Broadcast Thursday June 30
Fmr. NY Congressmember Holtzman Calls For President Bush and His Senior Staff To Be Held Accountable for Abu Ghraib Torture
By Amy Goodman and Juan Gonzales
AMY GOODMAN: Well, it has been very interesting to read this article and also look at your background, from dealing with the issue of Holocaust war crimes to Watergate, to now talking about torture and accountability. Can you relate all three?
ELIZABETH HOLTZMAN: Well, I think we need justice in this world. We need to make sure that people who commit horrendous crimes are held accountable, and we need to have social justice, as well. But I got to Congress in 1973 when nobody had any clue that Richard Nixon would ever be held accountable in connection with the Watergate break in that took place just before that. And then it was because of a lot of independent and relentless prosecutors and judges and, most important, press, and in the end, the American public, that a President of the United States was held accountable for something that nobody could have dreamed months before that he would be held accountable for, and his top administration officials.

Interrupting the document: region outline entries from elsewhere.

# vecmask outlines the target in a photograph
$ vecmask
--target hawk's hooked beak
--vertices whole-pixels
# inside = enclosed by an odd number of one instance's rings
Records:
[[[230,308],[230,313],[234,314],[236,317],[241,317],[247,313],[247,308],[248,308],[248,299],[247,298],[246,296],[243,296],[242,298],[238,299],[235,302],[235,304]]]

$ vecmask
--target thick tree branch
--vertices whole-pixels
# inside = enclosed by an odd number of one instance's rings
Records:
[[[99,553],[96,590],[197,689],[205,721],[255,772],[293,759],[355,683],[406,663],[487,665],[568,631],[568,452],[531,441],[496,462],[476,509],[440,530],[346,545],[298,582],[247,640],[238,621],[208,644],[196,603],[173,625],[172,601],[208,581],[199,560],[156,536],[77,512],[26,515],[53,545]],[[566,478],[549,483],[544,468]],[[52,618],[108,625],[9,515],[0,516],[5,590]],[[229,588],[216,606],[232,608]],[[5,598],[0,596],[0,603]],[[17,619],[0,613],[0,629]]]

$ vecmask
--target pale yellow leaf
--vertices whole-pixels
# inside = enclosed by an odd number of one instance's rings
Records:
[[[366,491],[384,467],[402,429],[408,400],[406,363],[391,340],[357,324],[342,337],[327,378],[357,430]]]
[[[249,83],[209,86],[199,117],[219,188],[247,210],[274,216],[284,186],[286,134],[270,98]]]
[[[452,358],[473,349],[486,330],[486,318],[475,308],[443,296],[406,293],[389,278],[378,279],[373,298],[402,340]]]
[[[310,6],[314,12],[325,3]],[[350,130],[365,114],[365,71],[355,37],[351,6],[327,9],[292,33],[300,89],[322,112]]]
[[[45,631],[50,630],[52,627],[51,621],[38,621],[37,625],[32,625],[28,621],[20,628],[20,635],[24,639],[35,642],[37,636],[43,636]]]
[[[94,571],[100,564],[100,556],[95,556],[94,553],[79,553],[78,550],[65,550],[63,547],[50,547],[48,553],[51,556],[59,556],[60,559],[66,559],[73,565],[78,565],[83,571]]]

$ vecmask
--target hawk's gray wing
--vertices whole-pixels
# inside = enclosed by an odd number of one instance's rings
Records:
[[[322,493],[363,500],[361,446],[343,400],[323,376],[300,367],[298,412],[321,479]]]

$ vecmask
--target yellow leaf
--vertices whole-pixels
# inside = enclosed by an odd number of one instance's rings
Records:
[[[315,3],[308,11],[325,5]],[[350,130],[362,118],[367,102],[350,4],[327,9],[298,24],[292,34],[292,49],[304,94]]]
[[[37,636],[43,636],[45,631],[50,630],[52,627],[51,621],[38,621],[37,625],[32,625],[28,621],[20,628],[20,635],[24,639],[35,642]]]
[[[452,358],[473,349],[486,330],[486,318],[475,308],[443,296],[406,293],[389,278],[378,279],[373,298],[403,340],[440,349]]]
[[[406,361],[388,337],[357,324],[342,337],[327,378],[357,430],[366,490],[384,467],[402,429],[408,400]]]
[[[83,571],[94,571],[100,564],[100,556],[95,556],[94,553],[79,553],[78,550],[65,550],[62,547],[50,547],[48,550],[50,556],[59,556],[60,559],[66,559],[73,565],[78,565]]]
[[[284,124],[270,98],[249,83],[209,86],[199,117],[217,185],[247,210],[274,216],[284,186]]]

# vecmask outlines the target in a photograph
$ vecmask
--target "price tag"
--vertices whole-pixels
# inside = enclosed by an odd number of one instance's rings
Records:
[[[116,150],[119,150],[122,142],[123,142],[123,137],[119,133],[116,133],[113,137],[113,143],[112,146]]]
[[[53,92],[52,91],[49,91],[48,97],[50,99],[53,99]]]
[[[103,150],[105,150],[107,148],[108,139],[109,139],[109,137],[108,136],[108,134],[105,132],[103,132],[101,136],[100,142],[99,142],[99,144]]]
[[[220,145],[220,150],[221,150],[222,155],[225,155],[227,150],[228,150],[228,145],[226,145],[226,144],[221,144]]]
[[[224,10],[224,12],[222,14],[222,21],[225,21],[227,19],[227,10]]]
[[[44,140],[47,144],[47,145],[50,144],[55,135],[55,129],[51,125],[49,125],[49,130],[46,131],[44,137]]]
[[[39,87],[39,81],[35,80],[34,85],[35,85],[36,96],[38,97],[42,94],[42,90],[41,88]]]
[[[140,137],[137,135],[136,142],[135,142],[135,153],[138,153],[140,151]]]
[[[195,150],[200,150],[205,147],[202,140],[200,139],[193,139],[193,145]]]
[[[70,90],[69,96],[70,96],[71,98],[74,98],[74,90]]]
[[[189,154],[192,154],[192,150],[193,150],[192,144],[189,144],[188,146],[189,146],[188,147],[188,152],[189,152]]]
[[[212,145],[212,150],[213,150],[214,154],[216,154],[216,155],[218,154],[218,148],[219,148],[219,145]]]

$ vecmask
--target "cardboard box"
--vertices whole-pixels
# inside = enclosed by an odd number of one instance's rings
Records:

And it seems to me that with the terrible scandal, Abu Ghraib, that we need -- we can’t, as they tried in Watergate to do, cut off the investigation at the small fry, at the lowest level. You have to look, and the international law precedence and American law requires it, you look up the chain of command. What I discovered by accident was that -- this is not a concern that I have alone -- President Bush's White House counsel, Alberto Gonzales, himself, who is now the Attorney General of the United States, wrote a memo in January 2002 to President Bush saying one of the reasons we need to opt out of the Geneva Conventions wasn't just because they didn't like the Geneva Conventions because they don't like treaties, but he said, we have to worry about prosecutions under the U.S. War Crimes Act of 1996. That, it turns out, is a federal statute that applies to any U.S. national, military or civilian, high or low, who violates the Geneva Conventions in certain ways. In other words, who engages in murder, torture, or inhuman treatment. And it's not just those who engage in it, it's those who order it or those who, knowing about it, fail to take steps to stop it. That means higher-ups.